Since its founding in 1965, Beth Shalom has depended on our members to keep us growing, innovating, praying, learning, and celebrating. There are so many ways to be engaged, to connect, and to enjoy! Below are some highlights of what we have built together—but be assured that there is plenty more! If you have a special talent or a new idea, we’d love to hear from you.
There are many ways to learn at Beth Shalom. Through our Beit Midrash program, our Rabbi conducts classes on substantive social and spiritual issues, studied through a Jewish lens. The Rabbi, with the participation of our members, is committed to bringing a serious level of engagement with Torah, Talmud and other traditional Jewish texts to contemporary issues.
A table in the social hall will be set up with a tablecloth, silverware, little plates, napkins and cups. Extras can be found in the pantry. After you complete the sign up form, please email the office with any questions you have. Thank you for performing this mitzvah.
To sign up please e-mail Maryann Kopelov, oneg coordinator
The mission of the Tzedakah Initiative is to raise money for Tzedakah from Beth Shalom members and affiliates. Donations are “bundled” and once a year they are awarded to one or more local not-for-profit organizations that have had a positive and supportive influence on people in need here in Bloomington.

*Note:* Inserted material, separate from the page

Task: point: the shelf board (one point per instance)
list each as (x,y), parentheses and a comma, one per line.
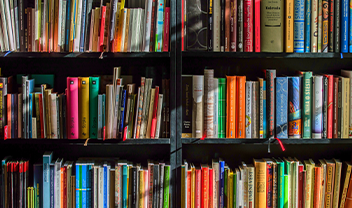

The Gathering has been going strong since 1998. We are the slightly older set plus anyone else who would enjoy a nice lunch and program on a Thursday afternoon. We always have lively conversation, are happy to greet old friends and make new ones, eat fabulous food and enjoy great programs. The programs, monthly during the academic year, begin at noon and end by 2:00 pm.
One of the 3 pillars of Judaism is gemilut chasidim, acts of loving kindness. The Mitzvah Committee is at the center of our caring community. If you are willing to provide occasional meals to congregants in need, drive people to medical or other appointments, or help with Shiva Minyans or Meals of Consolation, please contact Judith Rose for inclusion on the Mitzvah email list. Please consider giving your gift of compassion and empathy to another congregant.
When we are born, a doctor, midwife or a spouse usually help the child's entrance into this world.
When this child leaves this world —hopefully as a well-aged adult — we as members of the Chevra Kadisha support both physically and spiritually the exit of the person from this world in a process which includes Tahara.
It is our to address the social justice issues of our time in keeping with Jewish values. We are charged with engaging the world directly, and as a community. As such we will think globally and act locally for justice.